"I just lost a hundred pounds/I'm trying to live."Like a prior generation with JFK's death, I remember exactly where I was when I learned of Pun's passing. I had just copped the Post from the deli in Broome and was walking up Centre past Hoomos Asli. Of course, the Post wrote the story up humorosly. And I admit, I kinda chuckled at the news. It wasn't exactly a surprise at that point as the word was that he was close to 700 pounds. A few years later, we saw him in his last film role in "Urban Menace," motionless in his chair in every scene, wheezing his words like a sad Don Corleone or Muttley the cartoon dog. Which makes the words and feeling of "It's So Hard" so poignant. No mention of Big Pun and his legacy is complete without the sad, shocking and infamous story of him pistol-whipping his wife.

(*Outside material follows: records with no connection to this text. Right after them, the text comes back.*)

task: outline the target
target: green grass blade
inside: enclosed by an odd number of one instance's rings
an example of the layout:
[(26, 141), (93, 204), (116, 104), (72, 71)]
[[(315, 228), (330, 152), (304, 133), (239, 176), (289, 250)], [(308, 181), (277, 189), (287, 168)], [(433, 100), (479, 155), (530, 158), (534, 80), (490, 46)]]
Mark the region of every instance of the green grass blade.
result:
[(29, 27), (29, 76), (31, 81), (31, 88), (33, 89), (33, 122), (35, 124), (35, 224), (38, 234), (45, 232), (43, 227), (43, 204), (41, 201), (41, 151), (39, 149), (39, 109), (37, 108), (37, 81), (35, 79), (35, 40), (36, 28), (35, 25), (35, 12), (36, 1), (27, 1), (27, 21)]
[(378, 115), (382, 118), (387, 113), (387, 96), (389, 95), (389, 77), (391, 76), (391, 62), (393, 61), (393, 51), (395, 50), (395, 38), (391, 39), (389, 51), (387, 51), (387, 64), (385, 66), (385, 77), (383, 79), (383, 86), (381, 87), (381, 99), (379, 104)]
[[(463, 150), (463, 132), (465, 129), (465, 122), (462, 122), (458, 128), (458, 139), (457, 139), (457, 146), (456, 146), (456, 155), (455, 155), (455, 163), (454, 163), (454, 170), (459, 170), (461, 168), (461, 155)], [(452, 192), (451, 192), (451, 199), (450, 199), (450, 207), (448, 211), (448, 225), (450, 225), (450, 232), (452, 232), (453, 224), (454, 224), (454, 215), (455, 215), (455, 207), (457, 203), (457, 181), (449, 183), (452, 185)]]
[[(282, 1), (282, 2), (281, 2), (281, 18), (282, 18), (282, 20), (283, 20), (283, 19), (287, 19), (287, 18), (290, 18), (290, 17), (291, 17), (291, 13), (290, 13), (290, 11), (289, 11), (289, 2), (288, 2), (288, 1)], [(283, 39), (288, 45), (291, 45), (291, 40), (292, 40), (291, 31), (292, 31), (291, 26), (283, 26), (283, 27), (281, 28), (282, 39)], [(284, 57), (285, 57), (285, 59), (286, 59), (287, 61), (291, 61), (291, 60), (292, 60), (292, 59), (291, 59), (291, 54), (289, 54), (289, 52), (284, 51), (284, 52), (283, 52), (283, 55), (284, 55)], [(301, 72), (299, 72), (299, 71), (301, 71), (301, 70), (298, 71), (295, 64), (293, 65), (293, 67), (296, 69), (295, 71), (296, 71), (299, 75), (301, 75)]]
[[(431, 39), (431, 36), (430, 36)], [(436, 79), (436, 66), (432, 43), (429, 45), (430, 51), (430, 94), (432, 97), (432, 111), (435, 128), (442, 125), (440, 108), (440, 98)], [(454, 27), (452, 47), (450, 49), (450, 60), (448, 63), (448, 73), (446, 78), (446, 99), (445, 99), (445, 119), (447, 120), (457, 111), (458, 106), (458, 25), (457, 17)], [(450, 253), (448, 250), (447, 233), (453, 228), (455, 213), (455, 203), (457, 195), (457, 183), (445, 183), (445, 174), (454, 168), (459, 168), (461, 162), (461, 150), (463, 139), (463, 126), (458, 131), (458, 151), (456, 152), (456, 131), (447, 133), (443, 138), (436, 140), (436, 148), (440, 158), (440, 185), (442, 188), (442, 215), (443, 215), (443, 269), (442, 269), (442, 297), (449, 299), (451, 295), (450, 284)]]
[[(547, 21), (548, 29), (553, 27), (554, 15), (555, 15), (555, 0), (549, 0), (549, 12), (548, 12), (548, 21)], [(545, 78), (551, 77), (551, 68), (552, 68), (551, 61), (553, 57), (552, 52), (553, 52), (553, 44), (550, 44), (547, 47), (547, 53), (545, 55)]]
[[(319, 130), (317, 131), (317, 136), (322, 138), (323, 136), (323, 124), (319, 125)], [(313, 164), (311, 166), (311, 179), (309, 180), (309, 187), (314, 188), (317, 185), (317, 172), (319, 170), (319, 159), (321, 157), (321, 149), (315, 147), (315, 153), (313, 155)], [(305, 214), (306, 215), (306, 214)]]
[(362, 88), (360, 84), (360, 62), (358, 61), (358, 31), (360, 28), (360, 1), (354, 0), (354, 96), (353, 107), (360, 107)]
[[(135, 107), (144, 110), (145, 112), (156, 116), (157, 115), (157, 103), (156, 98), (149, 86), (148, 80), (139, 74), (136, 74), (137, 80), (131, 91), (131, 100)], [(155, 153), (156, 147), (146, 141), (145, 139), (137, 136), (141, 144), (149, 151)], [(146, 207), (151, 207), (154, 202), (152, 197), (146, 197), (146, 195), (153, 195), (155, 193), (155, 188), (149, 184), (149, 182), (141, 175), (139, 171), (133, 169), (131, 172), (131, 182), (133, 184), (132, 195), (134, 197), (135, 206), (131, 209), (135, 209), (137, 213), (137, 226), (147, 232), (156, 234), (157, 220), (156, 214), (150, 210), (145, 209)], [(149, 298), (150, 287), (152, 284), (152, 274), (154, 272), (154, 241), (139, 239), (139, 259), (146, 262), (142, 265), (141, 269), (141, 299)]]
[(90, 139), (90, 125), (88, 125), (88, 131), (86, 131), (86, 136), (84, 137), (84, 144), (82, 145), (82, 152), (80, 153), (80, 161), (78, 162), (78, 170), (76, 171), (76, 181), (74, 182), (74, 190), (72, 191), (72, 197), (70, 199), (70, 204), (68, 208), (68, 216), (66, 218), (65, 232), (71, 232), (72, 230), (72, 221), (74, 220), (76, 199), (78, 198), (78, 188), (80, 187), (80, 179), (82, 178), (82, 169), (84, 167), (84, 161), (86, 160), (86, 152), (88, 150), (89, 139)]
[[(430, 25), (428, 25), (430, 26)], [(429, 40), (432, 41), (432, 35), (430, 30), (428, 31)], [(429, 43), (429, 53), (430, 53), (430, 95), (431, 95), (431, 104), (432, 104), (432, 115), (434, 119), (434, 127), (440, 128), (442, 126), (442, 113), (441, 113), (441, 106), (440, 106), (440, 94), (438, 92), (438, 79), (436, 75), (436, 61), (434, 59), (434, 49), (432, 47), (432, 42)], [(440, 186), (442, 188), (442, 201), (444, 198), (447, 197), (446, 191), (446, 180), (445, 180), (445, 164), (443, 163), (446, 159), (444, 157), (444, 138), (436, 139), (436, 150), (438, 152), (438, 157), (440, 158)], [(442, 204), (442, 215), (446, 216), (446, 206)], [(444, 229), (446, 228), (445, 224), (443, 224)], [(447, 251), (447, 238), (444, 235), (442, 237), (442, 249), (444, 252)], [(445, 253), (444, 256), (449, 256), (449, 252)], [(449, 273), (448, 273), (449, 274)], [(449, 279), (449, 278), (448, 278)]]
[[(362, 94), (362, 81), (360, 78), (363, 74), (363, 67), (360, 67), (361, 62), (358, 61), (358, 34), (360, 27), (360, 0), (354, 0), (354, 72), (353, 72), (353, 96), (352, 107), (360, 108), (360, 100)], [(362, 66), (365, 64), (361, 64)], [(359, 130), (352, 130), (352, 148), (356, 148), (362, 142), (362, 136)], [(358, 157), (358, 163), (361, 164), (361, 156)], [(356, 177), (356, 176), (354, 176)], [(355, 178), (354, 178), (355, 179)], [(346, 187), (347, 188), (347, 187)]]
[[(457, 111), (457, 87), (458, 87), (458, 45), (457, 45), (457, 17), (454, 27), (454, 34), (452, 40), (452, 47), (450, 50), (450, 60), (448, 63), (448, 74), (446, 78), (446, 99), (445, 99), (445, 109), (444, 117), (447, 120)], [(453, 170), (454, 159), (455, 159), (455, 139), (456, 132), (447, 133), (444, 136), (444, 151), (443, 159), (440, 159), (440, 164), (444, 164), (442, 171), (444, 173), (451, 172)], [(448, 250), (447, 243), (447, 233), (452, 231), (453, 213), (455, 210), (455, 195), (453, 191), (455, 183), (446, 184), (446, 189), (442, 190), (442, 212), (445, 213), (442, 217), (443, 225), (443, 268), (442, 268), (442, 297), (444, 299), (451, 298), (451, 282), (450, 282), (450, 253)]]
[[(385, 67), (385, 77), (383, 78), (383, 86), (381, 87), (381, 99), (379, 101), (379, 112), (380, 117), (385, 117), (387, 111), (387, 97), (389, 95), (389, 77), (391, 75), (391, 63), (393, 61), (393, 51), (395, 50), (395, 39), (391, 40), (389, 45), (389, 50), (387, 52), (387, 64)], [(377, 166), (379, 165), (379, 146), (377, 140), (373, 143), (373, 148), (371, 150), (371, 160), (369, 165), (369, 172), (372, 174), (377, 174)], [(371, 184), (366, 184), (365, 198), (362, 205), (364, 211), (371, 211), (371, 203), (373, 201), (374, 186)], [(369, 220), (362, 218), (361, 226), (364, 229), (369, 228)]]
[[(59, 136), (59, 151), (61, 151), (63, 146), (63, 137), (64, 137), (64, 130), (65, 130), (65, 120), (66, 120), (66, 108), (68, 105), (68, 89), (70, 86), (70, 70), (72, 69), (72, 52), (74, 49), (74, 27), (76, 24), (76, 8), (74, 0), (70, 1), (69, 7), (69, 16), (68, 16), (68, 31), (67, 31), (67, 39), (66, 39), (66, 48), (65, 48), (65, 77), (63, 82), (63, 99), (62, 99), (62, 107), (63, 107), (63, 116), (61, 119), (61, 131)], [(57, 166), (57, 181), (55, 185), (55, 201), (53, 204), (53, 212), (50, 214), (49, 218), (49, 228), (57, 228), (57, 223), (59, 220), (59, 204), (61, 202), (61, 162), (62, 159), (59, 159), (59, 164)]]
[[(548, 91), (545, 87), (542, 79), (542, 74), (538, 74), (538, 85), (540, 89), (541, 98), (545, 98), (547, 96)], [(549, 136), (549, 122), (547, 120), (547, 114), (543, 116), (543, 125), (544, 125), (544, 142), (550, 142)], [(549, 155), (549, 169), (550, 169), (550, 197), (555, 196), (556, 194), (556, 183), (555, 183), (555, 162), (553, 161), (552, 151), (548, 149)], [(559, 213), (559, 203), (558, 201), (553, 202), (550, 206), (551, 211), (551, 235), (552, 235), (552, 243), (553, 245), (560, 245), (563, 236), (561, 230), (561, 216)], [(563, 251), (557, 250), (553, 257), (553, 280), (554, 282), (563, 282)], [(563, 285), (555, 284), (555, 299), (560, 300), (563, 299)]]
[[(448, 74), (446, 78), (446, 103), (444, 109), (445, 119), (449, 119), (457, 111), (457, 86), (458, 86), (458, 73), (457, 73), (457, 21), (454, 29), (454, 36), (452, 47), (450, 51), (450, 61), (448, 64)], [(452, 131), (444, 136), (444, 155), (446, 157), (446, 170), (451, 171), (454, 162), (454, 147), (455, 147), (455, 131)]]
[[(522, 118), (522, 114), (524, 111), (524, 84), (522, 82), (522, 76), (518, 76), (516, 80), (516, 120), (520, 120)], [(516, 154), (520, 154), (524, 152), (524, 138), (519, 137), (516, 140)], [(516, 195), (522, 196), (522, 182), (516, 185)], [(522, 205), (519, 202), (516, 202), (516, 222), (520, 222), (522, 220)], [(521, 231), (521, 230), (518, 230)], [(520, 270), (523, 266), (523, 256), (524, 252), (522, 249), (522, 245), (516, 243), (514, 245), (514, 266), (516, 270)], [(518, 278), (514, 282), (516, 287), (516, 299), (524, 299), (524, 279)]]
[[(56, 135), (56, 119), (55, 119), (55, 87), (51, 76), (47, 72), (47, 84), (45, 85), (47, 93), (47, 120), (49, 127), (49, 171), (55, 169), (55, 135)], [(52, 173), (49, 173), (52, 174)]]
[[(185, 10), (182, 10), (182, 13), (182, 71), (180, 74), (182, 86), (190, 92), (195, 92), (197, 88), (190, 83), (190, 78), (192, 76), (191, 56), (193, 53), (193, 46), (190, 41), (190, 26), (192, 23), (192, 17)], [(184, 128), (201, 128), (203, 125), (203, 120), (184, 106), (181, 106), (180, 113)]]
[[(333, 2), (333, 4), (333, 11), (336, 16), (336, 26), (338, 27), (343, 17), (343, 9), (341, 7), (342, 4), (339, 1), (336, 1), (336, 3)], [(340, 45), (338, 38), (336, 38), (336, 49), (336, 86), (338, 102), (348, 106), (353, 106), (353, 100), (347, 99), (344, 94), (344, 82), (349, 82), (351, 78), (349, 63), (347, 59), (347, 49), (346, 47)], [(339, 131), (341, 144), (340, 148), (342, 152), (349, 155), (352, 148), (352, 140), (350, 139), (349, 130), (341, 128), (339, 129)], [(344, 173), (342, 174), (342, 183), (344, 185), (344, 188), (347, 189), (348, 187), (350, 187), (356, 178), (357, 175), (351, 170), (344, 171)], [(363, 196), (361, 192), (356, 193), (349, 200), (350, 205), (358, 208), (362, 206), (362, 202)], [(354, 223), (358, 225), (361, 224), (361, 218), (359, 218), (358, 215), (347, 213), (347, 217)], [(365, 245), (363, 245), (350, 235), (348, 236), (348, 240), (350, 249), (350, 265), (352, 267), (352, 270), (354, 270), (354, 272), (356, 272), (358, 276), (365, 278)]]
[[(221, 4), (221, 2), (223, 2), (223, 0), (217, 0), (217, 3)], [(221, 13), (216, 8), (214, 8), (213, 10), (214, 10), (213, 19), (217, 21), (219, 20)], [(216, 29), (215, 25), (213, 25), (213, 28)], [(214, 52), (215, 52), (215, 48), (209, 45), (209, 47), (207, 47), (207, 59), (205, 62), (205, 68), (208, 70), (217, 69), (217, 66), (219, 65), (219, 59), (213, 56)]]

There's no doubt that his brand of catchy, poppy street rap would have propelled him to great success in the 2000s had he lived. He had mainstream appeal, yet was so well thought of by true heads that myths multiplied about rhyme books he left behind. Fat Joe himself was forced to defend himself against allegations that he built his career on ghost-written Pun rhymes on the (sincerely) epic Ja Rule/Fat Joe/Jadakiss track "New York."
There's no doubt that Fat Joe enjoyed a late-career renaissance in the years following his one-time protege's passing. And there's no doubt that every rapper since that has parlayed street cred into mainstream club-bangers owes him a debt.